Bad loans soar by Tk1.34 lakh crore in H2 of 2024
The Bangladesh Bank governor said the rise in NPLs is largely due to a long-standing lack of transparency in reporting bad loans and changes in loan classification policies

Non-performing loans (NPLs) in Bangladesh soared by Tk1.34 lakh crore in the last six months of 2024, reaching a total of Tk3.45 lakh crore by December.
While presenting Bangladesh Bank's data at a press briefing on Wednesday (26 February), Governor Ahsan H Mansur said that after the fall of the Awami League government in August, previously concealed defaulted loans began to come to light.
The new figure of defaulted loans accounts for 20.2% of the banking sector's total loans, according to data released by the Bangladesh Bank on Wednesday.
NPLs stood at Tk2.11 lakh crore at the end of June 2024, accounting for 12.56% of total loans, when the previous Awami League government was still in power.
According to BB data, in December 2023, NPLs stood at Tk1.45 lakh crore, accounting for 9% of the total bank loans at that time.
According to bankers, the surge in bad loans follows the end of Sheikh Hasina's 15-year-plus rule, during which practices like "window dressing" allowed banks to conceal defaulted loan figures.
At the press briefing, the central bank governor also said the rise in NPLs is largely due to the end of a long-standing lack of transparency in reporting bad loans and recent changes in loan classification policies.
Previously, loans were classified as overdue after 270 days, but the timeframe has now been reduced to 180 days. Furthermore, starting from April 2025, loans will be classified as non-performing within just 90 days, he said.
As of December 2024, at least 42% of total loans in state-owned banks were classified as non-performing, while 15% of total loans in private banks were non-performing, said the governor, warning that with this new strict policy, NPLs are expected to rise even further in the coming months.
Early this month, the Bangladesh Bank announced its monetary policy for the January-June period of the current fiscal year. According to its monetary policy report, NPLs in the banking sector are expected to exceed 30% of total outstanding loans by June this year.
Factors contributing to the rise in NPLs include systemic weaknesses, regulatory gaps, and exploitative practices such as money laundering and illicit capital flight, the report stated.
The report also highlighted that several banks are facing a significant liquidity crisis, worsened by rising NPLs, slow deposit growth, and weak loan recovery.
The report noted that several large loans have been classified as non-performing by the Inspection Department. Furthermore, some loans have defaulted again due to the non-payment of instalments on rescheduled loans.
In the past six months, both new loan disbursement and loan renewals have decreased in banks, while the amount of defaulted loans has increased. Additionally, many loans have defaulted due to the reduction in the overdue period for term loans, the report stated.

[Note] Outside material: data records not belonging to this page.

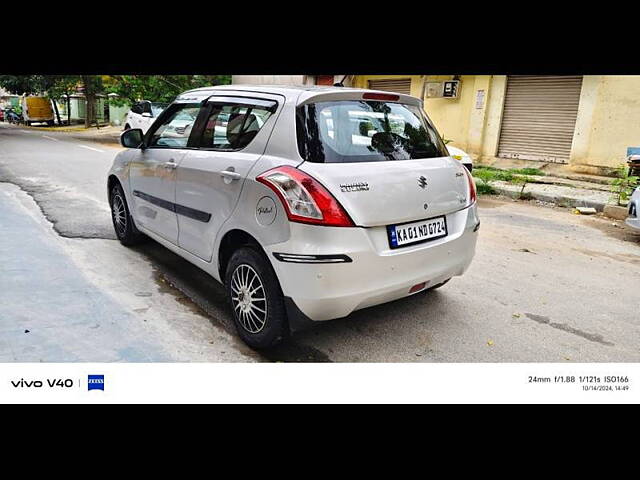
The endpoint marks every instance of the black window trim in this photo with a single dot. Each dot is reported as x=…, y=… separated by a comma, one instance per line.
x=208, y=103
x=162, y=117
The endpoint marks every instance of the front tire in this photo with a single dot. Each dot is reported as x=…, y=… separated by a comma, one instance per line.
x=256, y=299
x=123, y=224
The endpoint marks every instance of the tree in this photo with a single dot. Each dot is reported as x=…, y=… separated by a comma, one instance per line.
x=158, y=88
x=63, y=88
x=54, y=86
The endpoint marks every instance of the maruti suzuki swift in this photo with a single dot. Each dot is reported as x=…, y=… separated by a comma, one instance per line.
x=307, y=203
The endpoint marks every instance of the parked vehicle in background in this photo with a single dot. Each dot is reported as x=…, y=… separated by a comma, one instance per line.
x=307, y=203
x=633, y=220
x=12, y=116
x=143, y=114
x=461, y=156
x=37, y=110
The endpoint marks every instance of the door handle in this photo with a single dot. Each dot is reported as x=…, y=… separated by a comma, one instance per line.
x=230, y=174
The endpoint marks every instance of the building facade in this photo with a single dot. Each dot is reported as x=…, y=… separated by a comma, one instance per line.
x=584, y=122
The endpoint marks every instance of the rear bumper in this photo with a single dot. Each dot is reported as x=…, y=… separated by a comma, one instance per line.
x=376, y=274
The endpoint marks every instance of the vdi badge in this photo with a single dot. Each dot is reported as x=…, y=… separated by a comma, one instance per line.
x=96, y=382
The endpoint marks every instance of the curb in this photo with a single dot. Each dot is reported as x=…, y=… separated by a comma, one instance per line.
x=558, y=200
x=614, y=212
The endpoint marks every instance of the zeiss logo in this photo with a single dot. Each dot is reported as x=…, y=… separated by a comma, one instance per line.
x=96, y=382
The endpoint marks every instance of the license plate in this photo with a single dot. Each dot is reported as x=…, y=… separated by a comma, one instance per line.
x=416, y=232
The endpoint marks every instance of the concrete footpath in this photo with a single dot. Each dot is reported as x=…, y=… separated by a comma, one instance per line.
x=41, y=318
x=78, y=300
x=559, y=186
x=108, y=134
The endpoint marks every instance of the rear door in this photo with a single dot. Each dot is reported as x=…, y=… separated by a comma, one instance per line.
x=233, y=136
x=383, y=160
x=152, y=173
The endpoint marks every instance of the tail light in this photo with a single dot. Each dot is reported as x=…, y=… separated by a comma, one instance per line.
x=472, y=188
x=304, y=198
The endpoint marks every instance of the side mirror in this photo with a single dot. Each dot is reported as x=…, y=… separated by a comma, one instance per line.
x=132, y=138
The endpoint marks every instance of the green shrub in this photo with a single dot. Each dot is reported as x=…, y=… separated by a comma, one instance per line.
x=624, y=185
x=527, y=171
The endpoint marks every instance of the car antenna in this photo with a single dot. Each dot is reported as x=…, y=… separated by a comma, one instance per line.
x=341, y=82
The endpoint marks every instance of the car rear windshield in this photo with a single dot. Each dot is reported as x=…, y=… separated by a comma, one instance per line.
x=365, y=131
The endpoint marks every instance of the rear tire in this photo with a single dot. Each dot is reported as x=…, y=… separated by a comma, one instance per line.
x=256, y=299
x=123, y=224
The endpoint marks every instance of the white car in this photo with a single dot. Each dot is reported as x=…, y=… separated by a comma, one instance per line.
x=143, y=114
x=461, y=156
x=307, y=203
x=633, y=220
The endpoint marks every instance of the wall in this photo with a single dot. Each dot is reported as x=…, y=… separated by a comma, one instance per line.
x=271, y=79
x=362, y=81
x=608, y=121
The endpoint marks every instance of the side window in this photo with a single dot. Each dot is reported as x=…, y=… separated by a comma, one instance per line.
x=174, y=131
x=234, y=126
x=136, y=108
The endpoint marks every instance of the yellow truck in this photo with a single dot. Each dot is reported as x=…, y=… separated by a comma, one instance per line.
x=37, y=109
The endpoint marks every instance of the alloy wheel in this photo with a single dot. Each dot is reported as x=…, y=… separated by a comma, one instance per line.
x=119, y=214
x=248, y=298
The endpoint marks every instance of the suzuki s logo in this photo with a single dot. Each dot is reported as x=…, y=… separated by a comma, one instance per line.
x=96, y=382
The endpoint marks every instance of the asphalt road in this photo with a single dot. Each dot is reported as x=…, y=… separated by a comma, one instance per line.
x=545, y=286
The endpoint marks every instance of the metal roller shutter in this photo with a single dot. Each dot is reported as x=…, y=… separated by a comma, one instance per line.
x=402, y=85
x=539, y=117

Analysts also attribute the NPL increase to the reinstatement of international standards for defining NPLs. These stricter measures, which were suspended during the pandemic in 2020, have provided a more accurate, though sobering, assessment of the sector's financial health.
What bankers say about soaring NPLs
Syed Mahbubur Rahman, managing director of Mutual Trust Bank, told TBS that the increase in default loans is due to several factors. One key reason is that banks previously classified loans as regular for many influential customers whose loans were actually in default. Now, those loans are being classified as defaulted again.
Some loans have become defaulted because the Bangladesh Bank has aligned its loan classification process with international standards now, he said.
"Many borrowers couldn't repay their loans due to student protests and internet outages in July and August, which also contributed to the rise in defaulted loans," he said.
Mahbubur noted that the SME sector has been severely affected, leading many customers to default. Additionally, many factories have struggled to operate properly due to insufficient gas and electricity supply. Prolonged unrest of RMG workers could be another reason.
Officials from loan departments of several banks told TBS that following the fall of the Sheikh Hasina government, the bad loans of S Alam and Beximco groups have increased. Additionally, reports of irregularities in the loans of several large groups have surfaced, with most of their loans now in default.
The managing director of a Sharia-based bank, speaking on the condition of anonymity, told TBS that the true extent of defaulted loans must be revealed to gain a complete picture. Only then can appropriate reform measures be taken.
"If the next general election is rushed, the actual NPL information may not be fully disclosed. Afterwards, the new government will likely strike deals with large defaulters and regularise these loans again," he added.